While large healthcare systems have come to grips with HIPAA Rules and have implemented controls to safeguard ePHI from external and internal threats, small practices are still struggling with their compliance efforts, according to a recent survey conducted by NueMD.
NueMD surveyed 900 healthcare professionals last month to gain an insight into how small healthcare organizations are faring with their compliance efforts ahead of the next round of OCR compliance audits which are due to recommence this year.
588 respondents worked in practices employing 1-3 physicians, 131 were from practices employing 4-10 providers. 80 larger practices that employ over 10 healthcare providers also took part in the survey. 86% of respondents were from medical practices and 6% working in from billing companies.

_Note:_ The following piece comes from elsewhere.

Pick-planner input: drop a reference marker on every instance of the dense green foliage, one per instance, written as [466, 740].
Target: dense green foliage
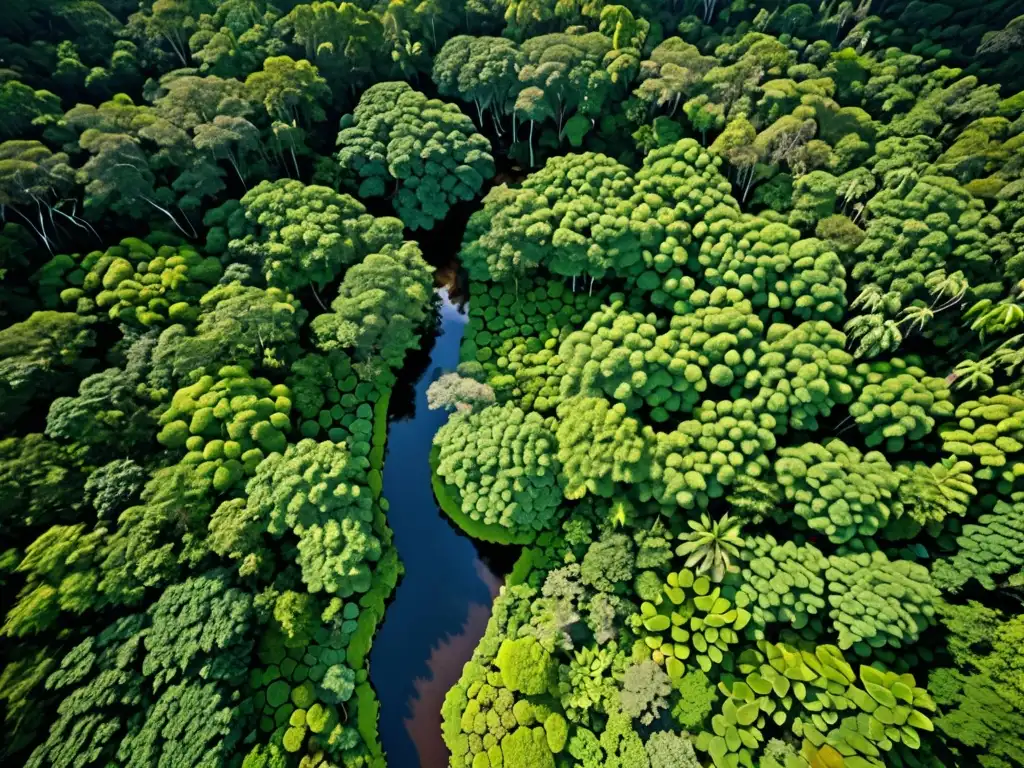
[742, 369]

The survey produced some surprising and worrying results.
- 60% of respondents were unaware of the upcoming HIPAA compliance audits
- Only 69% of respondents were aware of the 2013 Omnibus Rule
- 30% didn’t have a HIPAA compliance plan in place
- Only 58% conducted annual staff training on HIPAA Rules
- Only 68% were aware they needed Business Associate Agreements to work with vendors
NueMD previously conducted the survey in 2014 when the second round of OCR HIPAA compliance audits were scheduled to start. The audits were delayed which has given small practices a further two years to raise data privacy and security standards up to those demanded by HIPAA. During that time, some small practices have made improvements but many have not made much progress toward HIPAA compliance.

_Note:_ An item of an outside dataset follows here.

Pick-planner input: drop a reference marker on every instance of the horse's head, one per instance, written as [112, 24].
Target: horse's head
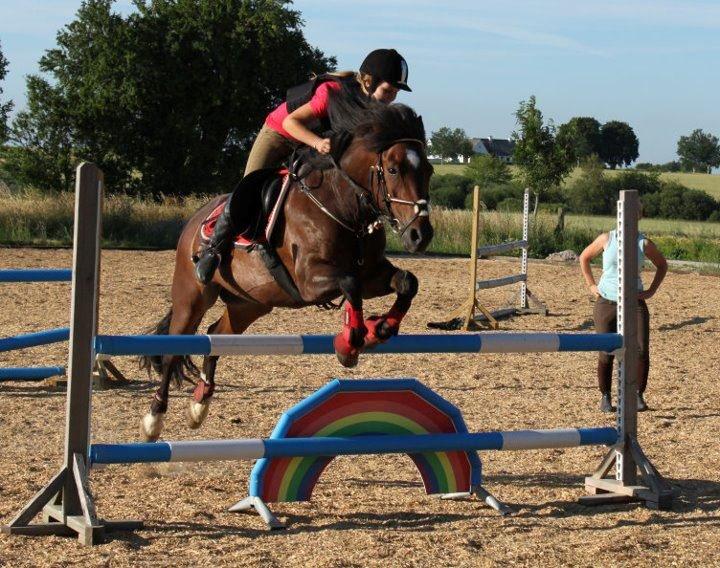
[389, 151]
[403, 191]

In 2014, 58% of respondents said they had a compliance plan in place. Two years on and that figure has risen to 70%. However, 3 out of ten small practices still do not have a compliance plan at all.

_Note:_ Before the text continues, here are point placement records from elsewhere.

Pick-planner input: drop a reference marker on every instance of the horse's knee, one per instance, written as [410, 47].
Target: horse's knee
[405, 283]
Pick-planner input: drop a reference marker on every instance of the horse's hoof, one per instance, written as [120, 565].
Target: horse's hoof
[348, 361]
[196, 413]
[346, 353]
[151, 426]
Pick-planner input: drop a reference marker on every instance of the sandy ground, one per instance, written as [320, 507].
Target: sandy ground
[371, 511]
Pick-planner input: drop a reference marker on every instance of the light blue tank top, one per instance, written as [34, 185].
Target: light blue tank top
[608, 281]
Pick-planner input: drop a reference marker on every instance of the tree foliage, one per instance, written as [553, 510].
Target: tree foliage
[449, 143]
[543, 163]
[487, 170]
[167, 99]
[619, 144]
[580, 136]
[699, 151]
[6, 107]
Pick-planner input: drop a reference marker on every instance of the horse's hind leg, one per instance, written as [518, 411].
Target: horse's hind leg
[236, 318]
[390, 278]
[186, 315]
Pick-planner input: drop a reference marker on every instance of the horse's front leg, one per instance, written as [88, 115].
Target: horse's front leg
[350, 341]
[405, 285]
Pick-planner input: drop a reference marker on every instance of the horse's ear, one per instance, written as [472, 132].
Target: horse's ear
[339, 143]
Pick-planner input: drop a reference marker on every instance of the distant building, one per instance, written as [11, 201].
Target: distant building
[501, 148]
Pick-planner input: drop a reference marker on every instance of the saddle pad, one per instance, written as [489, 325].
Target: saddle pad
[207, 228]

The HIPAA failures uncovered by NueMD are extensive. Portable storage devices are being used to store ePHI, yet only a third of small practices were cataloging their devices. Technology was being used to communicate with patients (45% used mobiles, 58% used emails, 35% sent text messages, and 15% used social media channels), yet only 37% of respondents were very confident that these communication channels were HIPAA-compliant.
Some small improvements appear to have been made over the past two years, but there is still a long way to go and small practices may have almost run out time. If selected for audit, many could find their lack of attention to HIPAA Privacy and Security Rules could result in a financial penalty being issued.
Since conducting the survey, NueMD has partnered with Total HIPAA Compliance and healthcare attorney Daniel Brown, Esq. and will be conducting a series of webinars specifically aimed at small healthcare providers in an attempt to improve understanding of their obligations under HIPAA.